If you want to cook classic Swiss food at home, here are simple recipes in English for the most popular dishes in Switzerland. I explain special ingredients and techniques so you can replicate these dishes in your kitchen anywhere in the world. My hope is that you can recall happy memories in the Swiss alps by cooking this food for your own family. En guete!
Classic Swiss Recipes
I don’t claim to be an expert on traditional Swiss cooking methods. But I have the outsider perspective, knowing what non Swiss need to know to cook Swiss food. I’ve learned in the kitchens of Swiss friends and I also worked part-time for 8 years cooking at a Swiss community center café, where I learned recipes from the other cooks. Now I can make my kids’ favorite Swiss food they’ve eaten at mountain huts and friend’s homes.
My goal here is to give you enough info to recreate a tasty version of these classic dishes at home, not necessarily the most authentic (in some cases, awkward and antiquated) version of the recipe. I hope you have fun and eat well.
Swiss Cooking Blogs
Here are a few websites we like, that focus on Swiss recipes. These have been great resources for me in my Swiss cooking journey. Thank you!
- Helvetic Kitchen – also author of Swiss Cookies
- Little Zürich Kitchen
- Cuisine Helvetica – also the author of the Swiss Bread book
- Betty Bossi (German only) – the Betty Crocker of Switzerland
Swiss Food in the alps
My Swiss cooking experience
Like many bloggers, I’m a self-taught hobby cook, obsessed with well-researched detailed recipes. After I moved to Switzerland, I found Swiss recipes extremely frustrating because the instructions are short, vague and imprecise. They assume you know a variety of cooking techniques, without explaining them or telling you when to use them.
When I cooked with my Swiss friends, I paid close attention to the things they did that weren’t in the recipes, things that were obvious to them but not to non Swiss cooks.

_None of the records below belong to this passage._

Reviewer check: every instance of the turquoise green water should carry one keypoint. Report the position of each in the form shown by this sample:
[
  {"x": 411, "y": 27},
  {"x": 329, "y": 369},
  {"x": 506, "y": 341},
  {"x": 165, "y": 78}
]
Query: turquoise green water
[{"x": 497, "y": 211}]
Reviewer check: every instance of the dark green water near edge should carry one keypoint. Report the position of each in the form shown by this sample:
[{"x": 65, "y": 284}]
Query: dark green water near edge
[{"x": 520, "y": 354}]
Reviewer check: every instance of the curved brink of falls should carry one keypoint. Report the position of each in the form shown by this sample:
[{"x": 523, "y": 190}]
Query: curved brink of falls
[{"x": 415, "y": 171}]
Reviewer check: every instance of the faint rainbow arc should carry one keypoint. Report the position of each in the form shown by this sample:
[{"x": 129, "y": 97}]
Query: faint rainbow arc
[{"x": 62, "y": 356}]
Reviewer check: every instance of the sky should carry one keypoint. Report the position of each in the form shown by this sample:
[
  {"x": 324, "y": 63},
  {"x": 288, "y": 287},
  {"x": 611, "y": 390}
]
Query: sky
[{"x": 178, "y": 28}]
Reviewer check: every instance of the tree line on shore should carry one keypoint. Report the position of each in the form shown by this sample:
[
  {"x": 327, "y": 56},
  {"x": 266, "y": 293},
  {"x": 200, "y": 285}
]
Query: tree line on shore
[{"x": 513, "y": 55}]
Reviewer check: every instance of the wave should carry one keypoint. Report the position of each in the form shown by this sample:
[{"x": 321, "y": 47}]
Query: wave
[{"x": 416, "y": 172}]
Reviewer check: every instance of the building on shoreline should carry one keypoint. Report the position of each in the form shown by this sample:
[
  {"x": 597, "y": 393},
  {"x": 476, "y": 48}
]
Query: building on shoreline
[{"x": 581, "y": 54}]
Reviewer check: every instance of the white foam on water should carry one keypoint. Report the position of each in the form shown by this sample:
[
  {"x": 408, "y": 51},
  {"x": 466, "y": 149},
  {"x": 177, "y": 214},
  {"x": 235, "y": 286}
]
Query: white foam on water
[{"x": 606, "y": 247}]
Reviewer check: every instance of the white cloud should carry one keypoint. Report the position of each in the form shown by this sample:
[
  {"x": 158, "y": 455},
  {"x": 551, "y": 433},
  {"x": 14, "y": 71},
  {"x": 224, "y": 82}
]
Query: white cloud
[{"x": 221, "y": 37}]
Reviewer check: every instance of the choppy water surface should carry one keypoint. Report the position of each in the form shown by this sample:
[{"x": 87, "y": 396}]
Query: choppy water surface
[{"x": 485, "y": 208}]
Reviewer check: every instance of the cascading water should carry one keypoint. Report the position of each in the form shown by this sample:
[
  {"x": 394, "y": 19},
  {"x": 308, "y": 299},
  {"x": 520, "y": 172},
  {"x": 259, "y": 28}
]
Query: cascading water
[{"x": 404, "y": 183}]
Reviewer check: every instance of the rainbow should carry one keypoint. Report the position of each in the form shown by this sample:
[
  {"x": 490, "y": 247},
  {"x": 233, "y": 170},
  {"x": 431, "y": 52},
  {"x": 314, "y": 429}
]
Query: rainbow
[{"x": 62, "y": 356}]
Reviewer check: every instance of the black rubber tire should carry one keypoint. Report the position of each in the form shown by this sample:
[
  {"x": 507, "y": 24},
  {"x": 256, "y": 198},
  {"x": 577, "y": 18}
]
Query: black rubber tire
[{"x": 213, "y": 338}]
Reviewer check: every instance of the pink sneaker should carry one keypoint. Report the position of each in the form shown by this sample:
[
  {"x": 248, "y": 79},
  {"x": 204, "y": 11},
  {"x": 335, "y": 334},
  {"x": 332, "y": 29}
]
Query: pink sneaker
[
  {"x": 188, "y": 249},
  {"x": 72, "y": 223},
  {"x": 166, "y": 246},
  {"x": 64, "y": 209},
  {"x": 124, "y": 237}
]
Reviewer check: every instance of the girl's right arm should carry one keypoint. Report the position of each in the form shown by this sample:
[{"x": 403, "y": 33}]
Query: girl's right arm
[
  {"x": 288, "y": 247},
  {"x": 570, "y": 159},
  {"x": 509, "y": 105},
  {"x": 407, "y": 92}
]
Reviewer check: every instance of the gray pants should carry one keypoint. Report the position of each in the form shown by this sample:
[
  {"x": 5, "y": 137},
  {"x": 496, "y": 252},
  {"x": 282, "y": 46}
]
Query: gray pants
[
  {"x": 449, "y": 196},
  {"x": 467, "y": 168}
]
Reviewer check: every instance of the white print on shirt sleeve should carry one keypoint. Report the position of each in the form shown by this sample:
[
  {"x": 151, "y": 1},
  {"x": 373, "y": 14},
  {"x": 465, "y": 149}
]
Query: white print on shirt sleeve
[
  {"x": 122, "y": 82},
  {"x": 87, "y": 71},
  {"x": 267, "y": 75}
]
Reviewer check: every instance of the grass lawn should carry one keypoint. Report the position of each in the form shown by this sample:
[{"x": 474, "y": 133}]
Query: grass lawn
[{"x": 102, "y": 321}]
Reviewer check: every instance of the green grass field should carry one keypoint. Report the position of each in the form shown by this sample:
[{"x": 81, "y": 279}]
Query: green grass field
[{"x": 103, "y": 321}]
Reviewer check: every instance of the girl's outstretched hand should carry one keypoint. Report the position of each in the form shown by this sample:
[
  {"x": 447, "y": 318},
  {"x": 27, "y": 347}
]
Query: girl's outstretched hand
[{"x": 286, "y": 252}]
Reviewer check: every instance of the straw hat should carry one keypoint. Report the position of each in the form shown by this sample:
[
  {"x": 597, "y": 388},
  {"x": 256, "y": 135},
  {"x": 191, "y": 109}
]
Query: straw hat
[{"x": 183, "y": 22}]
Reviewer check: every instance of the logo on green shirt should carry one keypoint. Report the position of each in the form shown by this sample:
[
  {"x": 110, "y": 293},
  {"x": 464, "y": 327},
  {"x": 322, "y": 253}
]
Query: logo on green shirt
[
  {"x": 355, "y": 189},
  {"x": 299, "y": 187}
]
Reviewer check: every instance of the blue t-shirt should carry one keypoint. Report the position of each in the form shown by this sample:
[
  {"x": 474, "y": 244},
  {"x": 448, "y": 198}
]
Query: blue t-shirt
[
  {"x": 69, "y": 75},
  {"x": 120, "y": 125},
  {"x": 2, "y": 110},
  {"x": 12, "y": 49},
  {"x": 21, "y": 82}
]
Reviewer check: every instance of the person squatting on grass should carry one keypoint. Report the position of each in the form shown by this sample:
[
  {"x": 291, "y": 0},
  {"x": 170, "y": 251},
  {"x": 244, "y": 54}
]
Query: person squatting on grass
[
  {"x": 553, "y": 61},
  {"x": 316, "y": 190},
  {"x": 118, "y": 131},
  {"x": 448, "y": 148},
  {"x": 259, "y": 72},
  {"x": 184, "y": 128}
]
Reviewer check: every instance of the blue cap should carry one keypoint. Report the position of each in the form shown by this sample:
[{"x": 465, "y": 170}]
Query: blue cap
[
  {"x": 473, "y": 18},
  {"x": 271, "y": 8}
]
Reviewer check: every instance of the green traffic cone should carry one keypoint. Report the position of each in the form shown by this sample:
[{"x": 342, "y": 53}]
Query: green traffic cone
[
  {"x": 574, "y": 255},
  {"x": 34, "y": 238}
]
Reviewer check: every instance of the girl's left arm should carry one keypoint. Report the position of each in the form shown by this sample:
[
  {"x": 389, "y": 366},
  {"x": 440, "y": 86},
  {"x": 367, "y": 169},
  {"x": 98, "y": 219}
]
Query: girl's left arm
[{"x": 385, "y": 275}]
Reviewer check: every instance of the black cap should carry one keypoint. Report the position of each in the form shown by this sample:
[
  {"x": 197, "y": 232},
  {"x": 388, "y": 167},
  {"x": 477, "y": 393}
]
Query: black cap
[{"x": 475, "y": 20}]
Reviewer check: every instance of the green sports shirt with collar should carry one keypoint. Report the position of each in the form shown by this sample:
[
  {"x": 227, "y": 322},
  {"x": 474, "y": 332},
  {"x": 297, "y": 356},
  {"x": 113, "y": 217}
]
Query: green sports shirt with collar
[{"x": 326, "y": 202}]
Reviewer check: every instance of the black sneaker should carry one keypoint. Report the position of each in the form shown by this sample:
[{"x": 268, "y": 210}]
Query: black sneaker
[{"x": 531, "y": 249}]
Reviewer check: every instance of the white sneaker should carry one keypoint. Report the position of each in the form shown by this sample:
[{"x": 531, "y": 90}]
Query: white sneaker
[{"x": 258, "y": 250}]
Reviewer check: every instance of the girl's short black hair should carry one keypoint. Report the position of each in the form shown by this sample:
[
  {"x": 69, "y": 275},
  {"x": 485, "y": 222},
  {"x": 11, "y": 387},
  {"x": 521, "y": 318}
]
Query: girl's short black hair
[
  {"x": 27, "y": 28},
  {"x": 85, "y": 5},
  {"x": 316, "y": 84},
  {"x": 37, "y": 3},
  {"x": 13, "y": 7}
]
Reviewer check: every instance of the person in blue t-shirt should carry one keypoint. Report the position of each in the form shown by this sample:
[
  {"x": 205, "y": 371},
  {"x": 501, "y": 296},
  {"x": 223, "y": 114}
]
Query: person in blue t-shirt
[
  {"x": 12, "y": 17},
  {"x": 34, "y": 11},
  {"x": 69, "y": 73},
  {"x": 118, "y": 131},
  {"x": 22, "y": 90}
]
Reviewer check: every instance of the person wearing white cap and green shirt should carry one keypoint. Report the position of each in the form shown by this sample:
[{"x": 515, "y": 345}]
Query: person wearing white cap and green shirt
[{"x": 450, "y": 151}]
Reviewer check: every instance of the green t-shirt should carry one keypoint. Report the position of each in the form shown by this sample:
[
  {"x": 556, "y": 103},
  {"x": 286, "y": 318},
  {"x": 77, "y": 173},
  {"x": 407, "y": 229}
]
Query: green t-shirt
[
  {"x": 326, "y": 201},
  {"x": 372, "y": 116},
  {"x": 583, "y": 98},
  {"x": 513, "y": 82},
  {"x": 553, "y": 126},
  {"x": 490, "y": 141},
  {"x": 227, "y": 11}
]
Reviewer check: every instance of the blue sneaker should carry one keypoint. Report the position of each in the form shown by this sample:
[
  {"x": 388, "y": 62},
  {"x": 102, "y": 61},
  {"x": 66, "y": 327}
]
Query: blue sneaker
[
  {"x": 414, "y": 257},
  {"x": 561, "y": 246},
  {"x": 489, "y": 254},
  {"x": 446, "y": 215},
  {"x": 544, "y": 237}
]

In 2012, I started cooking Wednesday lunch at the café in our neighborhood community center. Most Swiss kids don’t have school on Wednesday afternoons. So many community centers offer an inexpensive lunch for families.
I had eaten there for years with my own kids. Then I started helping out for free in the kitchen because I wanted to learn how to make Swiss & German food from the current cook. She taught me to make all sorts of traditional foods. One day I make 6 kg of spätzli, rubbing dough into boiling water for over an hour.
My favorite thing about cooking there was that the recipes were all very simple and no fuss, a stark contrast to my fussy detailed oriented American Cook’s Illustrated ways.
After a few months, the cook got another job and I took over. For the next 8 years, I cooked a mixture of Swiss classics and my own SoCal food including tacos. It was a great experience.